- Mr. Odinga said, "it is a high level of hypocrisy to oppose reform, but when it was approved it did not satisfy them."
- On the proposal for a referendum to be held in conjunction with the 2022 general election, Mr. Odinga said that would create a lot of confusion for voters.
- He said changes to the Kenyan Constitution had taken a long time to be implemented, while other countries did so a few months after the ratification.
Orange Democratic Movement leader Raila Odinga has said a good constitution is one that can be amended to meet the needs of citizens and residents of the country. He also expressed his surprise at some leaders and politicians who, in his view, are opposed to changes to the current and approved 2010 Constitution.
The former Prime Minister, in an interview with NTV television owned by Nation Media Group (NMG), said those who opposed the constitutional amendment were “those who claimed it was not good.” Mr. Odinga said, “it is a high level of hypocrisy to oppose reform, but when it was approved it did not satisfy them.”
The opposition leader, who is currently working closely with the Jubilee government, after a reconciliation greeting between him and President Uhuru Kenyatta, in March 2018, said those who opposed change were driven by selfish ambitions.
“Those who oppose the constitutional amendment are the same ones who opposed the adoption of 2010. That is a high level of hypocrisy and I say that they are driven by greed and selfishness,” Mr. Odinga told NMG Editorial Director Mutuma Mathiu.
Odinga made the statement following Mr. Mutuma’s question on the proposed constitutional amendment, in the recommendations of the BBI’s reconciliation commission report.

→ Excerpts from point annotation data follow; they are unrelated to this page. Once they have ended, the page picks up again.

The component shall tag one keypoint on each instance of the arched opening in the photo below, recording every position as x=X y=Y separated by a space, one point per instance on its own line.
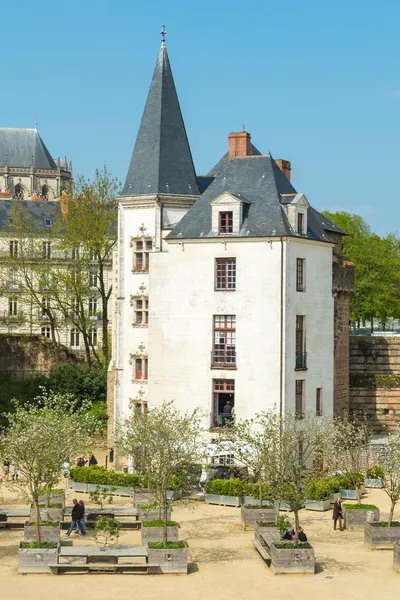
x=19 y=192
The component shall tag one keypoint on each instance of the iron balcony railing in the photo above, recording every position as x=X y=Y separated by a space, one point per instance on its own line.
x=223 y=358
x=301 y=360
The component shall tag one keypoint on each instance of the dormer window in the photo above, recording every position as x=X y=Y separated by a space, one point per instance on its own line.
x=226 y=222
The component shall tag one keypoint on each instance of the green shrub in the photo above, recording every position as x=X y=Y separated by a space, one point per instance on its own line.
x=167 y=546
x=375 y=472
x=100 y=475
x=226 y=487
x=360 y=506
x=39 y=545
x=159 y=523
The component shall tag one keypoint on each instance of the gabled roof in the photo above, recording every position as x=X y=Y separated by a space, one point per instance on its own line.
x=23 y=145
x=261 y=182
x=39 y=211
x=161 y=161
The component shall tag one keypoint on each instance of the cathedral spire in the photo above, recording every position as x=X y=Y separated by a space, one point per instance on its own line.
x=161 y=161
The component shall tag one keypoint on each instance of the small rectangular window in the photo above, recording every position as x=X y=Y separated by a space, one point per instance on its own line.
x=318 y=402
x=226 y=222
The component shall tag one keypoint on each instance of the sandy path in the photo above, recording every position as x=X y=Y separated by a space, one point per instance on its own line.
x=226 y=566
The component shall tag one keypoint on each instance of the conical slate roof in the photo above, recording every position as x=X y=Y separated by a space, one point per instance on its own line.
x=20 y=146
x=161 y=161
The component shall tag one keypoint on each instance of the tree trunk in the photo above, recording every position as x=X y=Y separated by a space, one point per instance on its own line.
x=37 y=524
x=296 y=524
x=392 y=506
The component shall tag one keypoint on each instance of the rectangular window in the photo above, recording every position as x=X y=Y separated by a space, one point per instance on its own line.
x=301 y=357
x=223 y=413
x=46 y=249
x=225 y=273
x=142 y=255
x=300 y=223
x=224 y=350
x=141 y=312
x=299 y=408
x=300 y=279
x=141 y=369
x=226 y=222
x=12 y=307
x=14 y=248
x=74 y=338
x=318 y=402
x=93 y=337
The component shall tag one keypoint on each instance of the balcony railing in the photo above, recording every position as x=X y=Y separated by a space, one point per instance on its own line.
x=220 y=420
x=301 y=361
x=223 y=358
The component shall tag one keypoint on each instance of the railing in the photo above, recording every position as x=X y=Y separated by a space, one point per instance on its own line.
x=223 y=358
x=220 y=420
x=301 y=361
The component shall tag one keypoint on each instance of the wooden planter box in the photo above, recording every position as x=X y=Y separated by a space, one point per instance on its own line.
x=288 y=560
x=320 y=505
x=168 y=561
x=153 y=514
x=224 y=500
x=48 y=514
x=36 y=560
x=249 y=516
x=154 y=534
x=380 y=538
x=396 y=557
x=356 y=518
x=374 y=483
x=48 y=533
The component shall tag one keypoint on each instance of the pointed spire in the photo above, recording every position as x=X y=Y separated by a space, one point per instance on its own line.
x=161 y=161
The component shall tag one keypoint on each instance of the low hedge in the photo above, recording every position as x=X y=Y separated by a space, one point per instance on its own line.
x=100 y=476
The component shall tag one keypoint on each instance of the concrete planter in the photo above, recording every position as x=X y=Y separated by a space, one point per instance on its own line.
x=48 y=533
x=373 y=483
x=288 y=560
x=224 y=500
x=153 y=514
x=48 y=514
x=396 y=557
x=380 y=538
x=36 y=560
x=154 y=534
x=356 y=518
x=249 y=516
x=168 y=560
x=320 y=505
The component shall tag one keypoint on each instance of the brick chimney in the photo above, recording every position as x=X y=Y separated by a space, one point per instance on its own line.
x=284 y=166
x=239 y=144
x=64 y=205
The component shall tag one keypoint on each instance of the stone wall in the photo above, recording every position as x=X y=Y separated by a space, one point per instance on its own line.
x=24 y=356
x=375 y=380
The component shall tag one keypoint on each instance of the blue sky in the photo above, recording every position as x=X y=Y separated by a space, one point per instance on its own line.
x=314 y=82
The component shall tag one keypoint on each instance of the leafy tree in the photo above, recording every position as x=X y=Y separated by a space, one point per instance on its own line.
x=40 y=437
x=391 y=471
x=163 y=443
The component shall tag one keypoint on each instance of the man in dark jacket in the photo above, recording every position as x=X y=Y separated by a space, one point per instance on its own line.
x=77 y=515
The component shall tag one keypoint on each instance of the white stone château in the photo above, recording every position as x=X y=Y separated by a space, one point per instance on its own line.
x=224 y=282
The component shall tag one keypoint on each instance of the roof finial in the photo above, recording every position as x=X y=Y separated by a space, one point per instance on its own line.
x=163 y=34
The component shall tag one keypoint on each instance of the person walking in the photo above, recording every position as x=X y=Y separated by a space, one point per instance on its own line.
x=337 y=514
x=77 y=515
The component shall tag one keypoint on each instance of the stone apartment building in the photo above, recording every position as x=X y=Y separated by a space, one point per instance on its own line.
x=227 y=284
x=30 y=177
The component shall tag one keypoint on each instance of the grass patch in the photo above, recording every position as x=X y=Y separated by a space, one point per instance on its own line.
x=292 y=546
x=167 y=546
x=47 y=545
x=360 y=506
x=384 y=524
x=159 y=523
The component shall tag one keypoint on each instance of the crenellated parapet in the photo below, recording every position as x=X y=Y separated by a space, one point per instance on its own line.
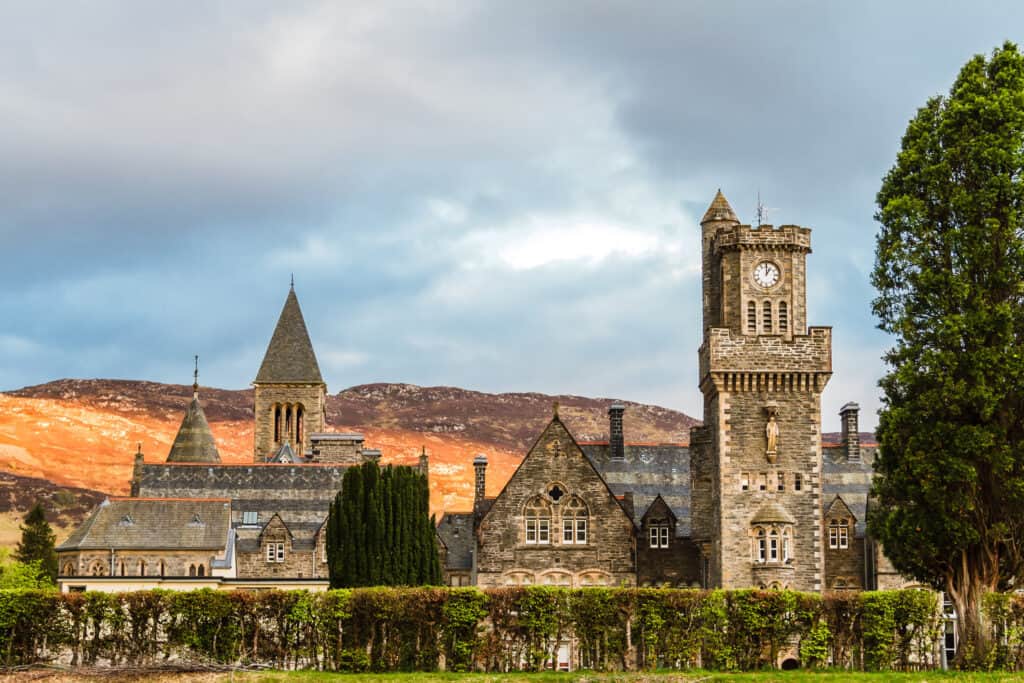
x=783 y=238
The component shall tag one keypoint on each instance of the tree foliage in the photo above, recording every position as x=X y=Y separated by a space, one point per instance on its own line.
x=38 y=543
x=949 y=272
x=380 y=531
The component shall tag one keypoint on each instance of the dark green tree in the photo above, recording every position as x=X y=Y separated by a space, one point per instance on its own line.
x=949 y=272
x=38 y=543
x=380 y=531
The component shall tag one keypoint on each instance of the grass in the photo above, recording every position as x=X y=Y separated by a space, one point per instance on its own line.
x=687 y=677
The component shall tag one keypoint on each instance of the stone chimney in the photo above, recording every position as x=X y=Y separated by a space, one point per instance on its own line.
x=136 y=472
x=480 y=470
x=851 y=431
x=616 y=444
x=425 y=463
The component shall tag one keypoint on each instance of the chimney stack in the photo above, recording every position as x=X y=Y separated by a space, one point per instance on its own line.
x=616 y=444
x=480 y=470
x=851 y=431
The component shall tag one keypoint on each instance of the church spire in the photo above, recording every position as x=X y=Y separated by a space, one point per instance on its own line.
x=194 y=442
x=290 y=357
x=719 y=210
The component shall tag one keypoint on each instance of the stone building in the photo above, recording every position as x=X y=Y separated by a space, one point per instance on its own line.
x=262 y=523
x=756 y=499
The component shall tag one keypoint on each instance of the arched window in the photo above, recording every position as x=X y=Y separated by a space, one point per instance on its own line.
x=759 y=545
x=574 y=521
x=538 y=521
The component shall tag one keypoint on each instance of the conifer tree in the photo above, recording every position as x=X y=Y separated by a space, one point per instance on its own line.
x=949 y=267
x=38 y=542
x=380 y=530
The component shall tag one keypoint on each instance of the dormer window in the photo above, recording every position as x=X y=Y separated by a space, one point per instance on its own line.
x=839 y=534
x=658 y=536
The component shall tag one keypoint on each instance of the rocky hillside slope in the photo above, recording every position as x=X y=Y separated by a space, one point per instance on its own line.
x=81 y=434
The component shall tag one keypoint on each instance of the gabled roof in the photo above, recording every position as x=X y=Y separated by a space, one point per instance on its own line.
x=195 y=441
x=290 y=356
x=719 y=210
x=839 y=508
x=130 y=523
x=559 y=431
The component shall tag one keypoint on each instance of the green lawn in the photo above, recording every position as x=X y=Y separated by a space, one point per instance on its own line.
x=702 y=677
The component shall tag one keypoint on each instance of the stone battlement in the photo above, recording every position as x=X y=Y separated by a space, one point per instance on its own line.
x=724 y=351
x=764 y=237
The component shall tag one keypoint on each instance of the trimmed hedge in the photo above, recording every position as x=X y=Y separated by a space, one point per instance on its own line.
x=510 y=629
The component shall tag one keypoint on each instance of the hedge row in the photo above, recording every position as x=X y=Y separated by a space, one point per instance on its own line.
x=427 y=629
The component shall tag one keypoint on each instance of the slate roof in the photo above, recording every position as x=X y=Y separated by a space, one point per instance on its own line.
x=849 y=480
x=456 y=531
x=130 y=523
x=719 y=210
x=195 y=441
x=646 y=471
x=290 y=354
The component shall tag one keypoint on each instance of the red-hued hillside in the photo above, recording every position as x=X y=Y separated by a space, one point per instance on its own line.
x=83 y=433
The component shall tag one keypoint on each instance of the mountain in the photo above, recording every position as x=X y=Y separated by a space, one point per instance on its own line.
x=80 y=435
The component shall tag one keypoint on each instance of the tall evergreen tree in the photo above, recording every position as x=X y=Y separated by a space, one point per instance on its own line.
x=38 y=543
x=949 y=272
x=380 y=530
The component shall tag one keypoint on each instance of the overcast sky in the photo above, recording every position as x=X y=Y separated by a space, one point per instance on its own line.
x=502 y=196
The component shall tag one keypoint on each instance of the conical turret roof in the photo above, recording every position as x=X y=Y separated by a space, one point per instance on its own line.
x=195 y=441
x=290 y=356
x=719 y=210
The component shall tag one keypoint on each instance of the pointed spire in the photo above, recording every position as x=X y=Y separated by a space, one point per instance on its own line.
x=719 y=210
x=290 y=356
x=195 y=441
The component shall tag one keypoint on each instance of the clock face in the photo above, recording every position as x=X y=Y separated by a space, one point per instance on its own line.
x=766 y=273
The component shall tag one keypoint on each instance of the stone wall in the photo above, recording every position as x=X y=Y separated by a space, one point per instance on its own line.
x=505 y=557
x=312 y=398
x=176 y=562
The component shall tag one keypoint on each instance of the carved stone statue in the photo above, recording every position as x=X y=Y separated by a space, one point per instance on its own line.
x=771 y=431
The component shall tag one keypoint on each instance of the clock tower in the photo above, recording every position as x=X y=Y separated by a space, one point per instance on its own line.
x=757 y=459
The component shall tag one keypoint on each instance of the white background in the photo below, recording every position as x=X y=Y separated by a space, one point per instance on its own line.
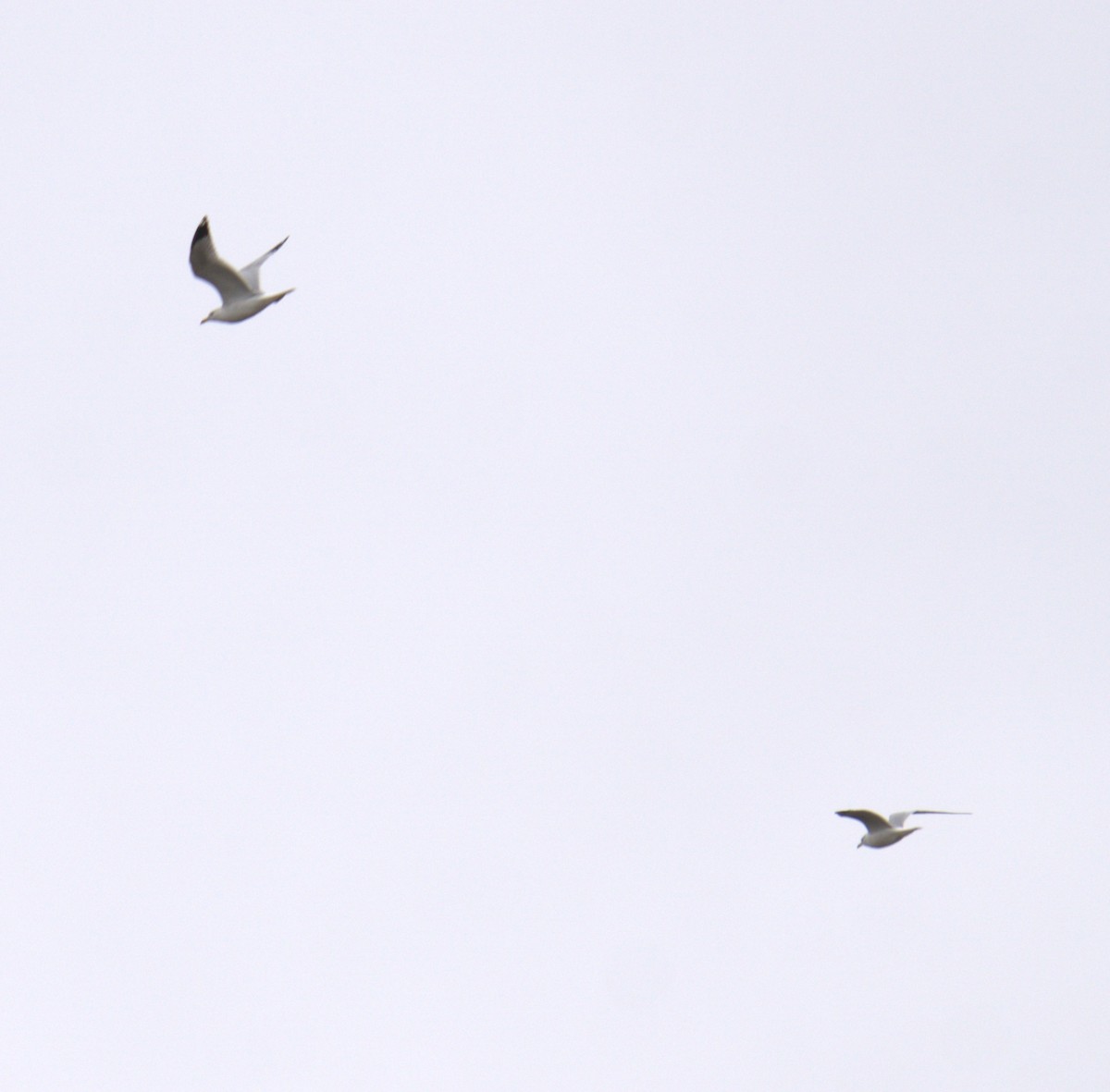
x=692 y=420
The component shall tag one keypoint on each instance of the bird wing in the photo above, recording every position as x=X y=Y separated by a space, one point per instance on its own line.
x=899 y=816
x=250 y=273
x=871 y=820
x=210 y=266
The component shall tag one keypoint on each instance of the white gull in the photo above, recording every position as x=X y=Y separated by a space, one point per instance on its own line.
x=882 y=832
x=240 y=291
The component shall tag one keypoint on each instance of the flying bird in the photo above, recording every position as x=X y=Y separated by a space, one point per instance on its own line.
x=882 y=832
x=240 y=293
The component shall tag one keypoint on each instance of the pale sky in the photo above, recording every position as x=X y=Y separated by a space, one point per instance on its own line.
x=691 y=420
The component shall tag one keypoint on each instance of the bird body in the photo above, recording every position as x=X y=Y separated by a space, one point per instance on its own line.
x=240 y=289
x=882 y=832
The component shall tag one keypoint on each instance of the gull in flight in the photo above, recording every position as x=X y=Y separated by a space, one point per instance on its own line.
x=882 y=832
x=240 y=292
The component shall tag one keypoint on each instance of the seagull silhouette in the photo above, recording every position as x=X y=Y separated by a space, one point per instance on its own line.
x=240 y=292
x=882 y=832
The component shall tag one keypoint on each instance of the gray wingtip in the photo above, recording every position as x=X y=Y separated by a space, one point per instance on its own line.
x=201 y=232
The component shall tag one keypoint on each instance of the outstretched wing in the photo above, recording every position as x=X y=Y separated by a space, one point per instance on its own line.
x=899 y=818
x=250 y=273
x=210 y=266
x=871 y=820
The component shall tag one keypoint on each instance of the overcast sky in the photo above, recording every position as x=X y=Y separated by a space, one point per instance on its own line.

Despite the COVID-19 catastrophe disrupting and suspending many activities, including the BBI mobilization, the ODM leader said he did not see any obstacles in preparing for the referendum to amend the current constitution, before the end of 2020.
On the proposal for a referendum to be held in conjunction with the 2022 general election, Mr. Odinga said that would create a lot of confusion for voters. “The election involves six seats, adding a referendum will create a lot of confusion,” he explained.
He said changes to the Kenyan Constitution had taken a long time to be implemented, while other countries did so a few months after the ratification. “The American constitution was amended a few months after it was approved, in effect, in France. Our [Kenya] is being reformed 10 years later,” Raila said. He noted that the targeted change is aimed at improving the lives of the people.
Since Handisheki took place in March 2018, relations between President Kenyatta and his deputy, William Ruto, have been deteriorating. Reconciliation led to the emergence of a “Kieleweke” faction based on the side of President Kenyatta and Mr. Raila, and a “Tangatanga” faction on the side of the Deputy President.
Dr. Ruto’s supporters have been complaining about the exclusion of the Deputy President from government affairs, claiming that Raila is the root cause of the cracks in the ruling Jubilee wing.
In addition, “Tangatanga” has been questioning the legitimacy of the BBI, with officials saying the commission was set up to quell Dr. Ruto’s dream of entering the State House in 2022. The group has also opposed the proposal to hold a referendum, saying changes could be made to parliament.
Constitutional changes can be made in three ways: through parliament, the Office of the President, and through a referendum involving every citizen.